In 2008 and 2009, the House and Senate passed resolutions apologizing for slavery and Jim Crow segregation. But these gestures did not pave the way for reparations for Black Americans.

In Canada, a country with a similar history of subjugating First Nations and forcing their children into residential schools to assimilate, former Prime Minister Stephen Harper issued a formal apology in 2008. There was also a truth and reconciliation process, and later plans to inject billions of dollars into communities devastated by government policies.

In 2022, Pope Francis, in a historic apology for the Catholic Church’s cooperation with Canada’s Indigenous residential school policy, stated that the forced assimilation of Indigenous people into Christian society had destroyed their culture, broken up families and marginalized generations.

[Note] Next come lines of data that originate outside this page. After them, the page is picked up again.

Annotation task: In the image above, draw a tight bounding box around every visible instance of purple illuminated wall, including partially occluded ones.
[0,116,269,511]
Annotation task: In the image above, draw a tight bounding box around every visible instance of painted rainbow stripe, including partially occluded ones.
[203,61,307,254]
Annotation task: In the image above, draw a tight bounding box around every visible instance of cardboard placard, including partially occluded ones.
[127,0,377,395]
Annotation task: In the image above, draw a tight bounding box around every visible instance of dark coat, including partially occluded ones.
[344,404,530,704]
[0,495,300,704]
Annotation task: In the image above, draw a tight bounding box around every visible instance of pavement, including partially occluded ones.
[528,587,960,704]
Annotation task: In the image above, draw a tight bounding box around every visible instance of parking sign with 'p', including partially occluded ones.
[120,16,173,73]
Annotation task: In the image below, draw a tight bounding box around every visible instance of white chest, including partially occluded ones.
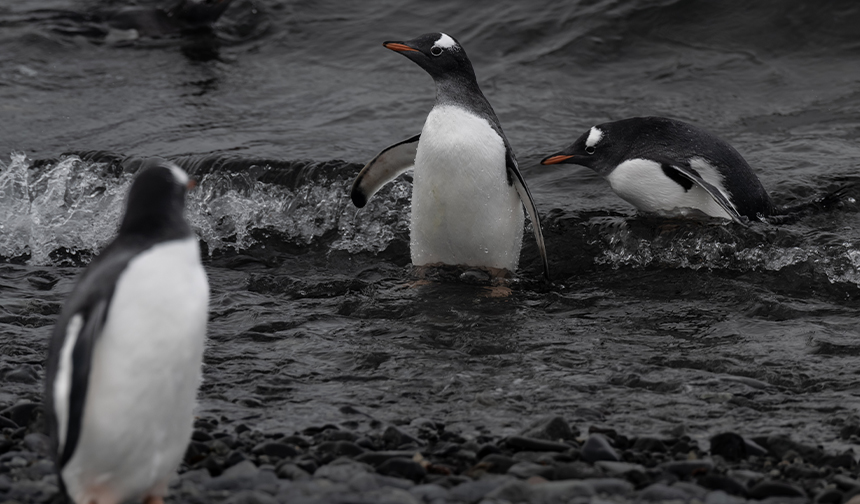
[606,159,731,219]
[410,106,523,270]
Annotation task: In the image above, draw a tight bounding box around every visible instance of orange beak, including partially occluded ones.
[540,154,573,164]
[382,42,418,52]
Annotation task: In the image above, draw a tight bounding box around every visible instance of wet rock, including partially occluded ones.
[710,432,747,462]
[581,434,621,463]
[657,459,714,479]
[376,458,427,483]
[251,441,298,459]
[812,488,845,504]
[637,483,690,502]
[224,490,278,504]
[409,483,451,503]
[478,453,517,474]
[521,416,579,441]
[633,437,667,453]
[382,425,423,448]
[508,461,555,479]
[749,481,806,500]
[505,436,570,452]
[767,436,824,463]
[697,474,747,497]
[314,458,373,483]
[355,450,416,467]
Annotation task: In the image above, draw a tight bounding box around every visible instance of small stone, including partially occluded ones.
[508,461,555,479]
[697,474,747,497]
[633,437,666,453]
[521,416,578,441]
[382,425,423,448]
[749,481,806,500]
[710,432,747,462]
[376,458,427,483]
[505,436,571,452]
[251,441,298,459]
[275,462,311,481]
[582,434,621,463]
[637,483,690,502]
[312,458,373,483]
[478,453,517,474]
[812,488,845,504]
[355,450,415,467]
[657,459,714,479]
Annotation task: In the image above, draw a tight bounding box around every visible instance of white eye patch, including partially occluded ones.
[585,126,603,147]
[433,33,457,49]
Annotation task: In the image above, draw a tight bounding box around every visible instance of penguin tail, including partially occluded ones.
[767,182,860,224]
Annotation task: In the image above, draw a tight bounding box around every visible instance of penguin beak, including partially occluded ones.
[540,154,576,164]
[382,42,420,52]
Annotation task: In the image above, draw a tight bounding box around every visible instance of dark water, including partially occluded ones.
[0,0,860,449]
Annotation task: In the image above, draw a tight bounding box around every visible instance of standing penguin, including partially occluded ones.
[541,117,776,222]
[45,159,209,504]
[352,33,549,278]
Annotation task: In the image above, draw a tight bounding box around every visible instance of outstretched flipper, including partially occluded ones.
[351,133,421,208]
[662,161,746,226]
[505,147,549,280]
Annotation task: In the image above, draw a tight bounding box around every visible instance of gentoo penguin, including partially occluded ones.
[45,159,209,504]
[541,117,776,222]
[352,33,549,278]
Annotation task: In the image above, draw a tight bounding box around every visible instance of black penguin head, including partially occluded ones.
[382,33,476,81]
[167,0,233,28]
[119,158,194,235]
[540,123,618,176]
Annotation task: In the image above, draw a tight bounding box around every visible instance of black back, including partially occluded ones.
[44,158,192,478]
[563,117,774,219]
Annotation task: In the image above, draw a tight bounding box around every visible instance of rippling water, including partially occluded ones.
[0,0,860,454]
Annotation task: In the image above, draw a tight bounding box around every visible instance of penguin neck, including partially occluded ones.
[436,75,498,126]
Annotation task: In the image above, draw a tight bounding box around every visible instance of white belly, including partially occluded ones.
[410,106,523,271]
[62,238,209,502]
[606,159,731,219]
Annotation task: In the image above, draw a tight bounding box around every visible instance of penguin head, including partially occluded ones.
[540,124,618,176]
[382,33,475,80]
[120,158,194,234]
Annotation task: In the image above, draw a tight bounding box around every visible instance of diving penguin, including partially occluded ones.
[45,159,209,504]
[352,33,549,278]
[541,117,782,222]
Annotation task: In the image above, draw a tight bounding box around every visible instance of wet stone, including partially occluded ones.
[275,462,311,481]
[521,416,578,441]
[505,436,570,452]
[749,481,806,500]
[581,434,621,463]
[697,474,747,497]
[376,458,427,483]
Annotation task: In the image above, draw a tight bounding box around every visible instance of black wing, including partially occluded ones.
[505,146,549,280]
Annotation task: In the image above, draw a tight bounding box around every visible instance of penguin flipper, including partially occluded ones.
[350,133,421,208]
[50,297,110,469]
[505,147,549,280]
[662,161,747,226]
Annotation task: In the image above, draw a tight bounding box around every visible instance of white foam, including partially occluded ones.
[585,126,603,147]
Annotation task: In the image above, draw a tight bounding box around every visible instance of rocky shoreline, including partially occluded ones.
[0,401,860,504]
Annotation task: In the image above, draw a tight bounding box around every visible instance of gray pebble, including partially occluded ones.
[582,434,621,463]
[508,461,555,479]
[314,458,373,483]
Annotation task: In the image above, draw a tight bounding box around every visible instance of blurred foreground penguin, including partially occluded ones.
[45,160,209,504]
[541,117,776,222]
[352,33,549,278]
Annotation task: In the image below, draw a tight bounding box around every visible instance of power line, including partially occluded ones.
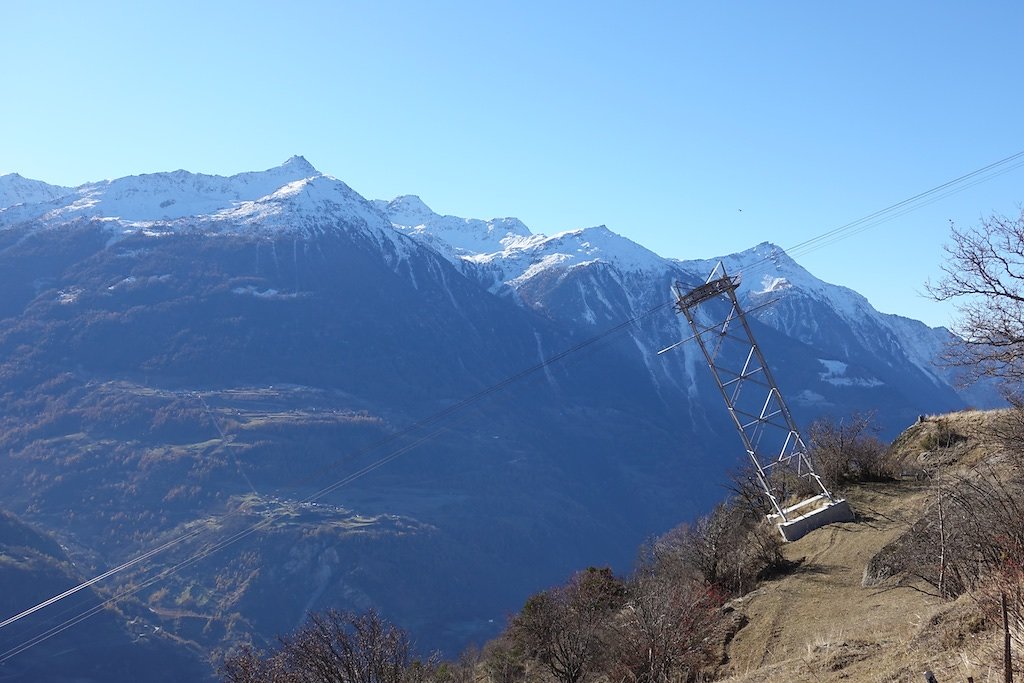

“I humbly beg forgiveness for the evil committed by so many Christians against indigenous peoples,” Francis said.

In 2008, Australian Prime Minister Kevin Rudd formally apologized to Aboriginal and Torres Strait Islander people for his government’s past assimilation policies, including the forced removal of children. New Zealand Prime Minister Jacinda Ardern made a similar concession in 2022.

Hoskin said he is grateful to both Biden and Haaland for leading the effort to reckon with the country’s role in a dark chapter for indigenous people. However, he stressed that the apology is only “an important step that must be followed by further action.”